Transformer Embeddings and Tokenization

How transformers convert text and other data to vectors and back using tokenization, positional encoding, embedding layers.
  • Transformer is sequence to sequence neural network architecture
  • input text is encoded with tokenizers to sequence of integers called input tokens
  • input tokens are mapped to sequence of vectors (word embeddings) via embeddings layer
  • output vectors (embeddings) can be classified to a sequence of tokens
  • output tokens can then be decoded back to a text
embeddings in transformer architecture
embeddings in transformer architecture

Tokenization vs Embedding

  • input is tokenized, the tokens then are embedded
  • output text embeddings are classified back into tokens, which then can be decoded into text
  • tokenization converts a text into a list of integers
  • embedding converts the list of integers into a list of vectors (list of embeddings)
  • positional information about each token is added to embeddings using positional encodings or embeddings

Tokenization

Positional Encodings add Token Order Information

Word Embeddings

  • Embedding layers map tokens to word vectors (sequence of numbers) called word embeddings.
  • Input and output embeddings layer often share the same token-vector mapping.
  • Embeddings contain semantic information about the word.

Explore Yourself

Try out BERT BPE tokenizer and its embeddings using Transformers package.

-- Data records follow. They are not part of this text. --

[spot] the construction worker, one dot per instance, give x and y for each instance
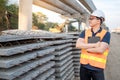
(94, 45)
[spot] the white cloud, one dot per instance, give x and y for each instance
(111, 9)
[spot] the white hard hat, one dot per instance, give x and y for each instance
(98, 13)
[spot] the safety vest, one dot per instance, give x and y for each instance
(94, 59)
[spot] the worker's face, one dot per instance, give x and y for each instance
(93, 21)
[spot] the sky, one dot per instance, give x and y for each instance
(109, 7)
(112, 11)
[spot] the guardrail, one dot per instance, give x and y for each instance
(38, 56)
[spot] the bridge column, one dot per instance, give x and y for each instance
(25, 14)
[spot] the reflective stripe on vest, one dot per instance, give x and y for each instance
(94, 59)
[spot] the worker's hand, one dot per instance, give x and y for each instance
(97, 44)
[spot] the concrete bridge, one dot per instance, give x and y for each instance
(79, 9)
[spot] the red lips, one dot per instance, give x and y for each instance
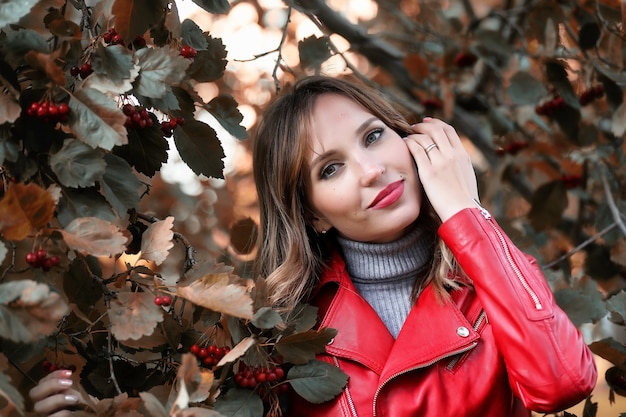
(388, 195)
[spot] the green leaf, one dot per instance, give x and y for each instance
(266, 318)
(525, 89)
(224, 109)
(13, 10)
(86, 202)
(77, 164)
(160, 68)
(96, 119)
(313, 51)
(239, 403)
(317, 381)
(548, 202)
(120, 185)
(192, 35)
(302, 347)
(611, 350)
(199, 147)
(581, 306)
(115, 61)
(146, 149)
(18, 43)
(214, 6)
(209, 64)
(135, 17)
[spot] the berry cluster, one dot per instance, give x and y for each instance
(548, 107)
(111, 37)
(512, 148)
(571, 181)
(465, 59)
(51, 367)
(168, 126)
(188, 52)
(40, 259)
(261, 378)
(163, 300)
(137, 117)
(49, 111)
(209, 355)
(84, 70)
(591, 94)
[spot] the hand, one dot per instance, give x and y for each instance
(53, 396)
(445, 170)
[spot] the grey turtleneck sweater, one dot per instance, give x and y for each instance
(384, 273)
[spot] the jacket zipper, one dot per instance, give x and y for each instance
(479, 321)
(424, 365)
(509, 257)
(348, 395)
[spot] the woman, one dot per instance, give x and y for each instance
(378, 224)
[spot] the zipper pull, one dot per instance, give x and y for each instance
(483, 210)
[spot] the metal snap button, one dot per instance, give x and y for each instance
(462, 331)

# pip install transformers && pip install torch

from transformers import DistilBertTokenizerFast, DistilBertModel

tokenizer = DistilBertTokenizerFast.from_pretrained("distilbert-base-uncased")
tokens = tokenizer.encode('This is a input.', return_tensors='pt')
print("These are tokens!", tokens)
for token in tokens[0]:
    print("This are decoded tokens!", tokenizer.decode([token]))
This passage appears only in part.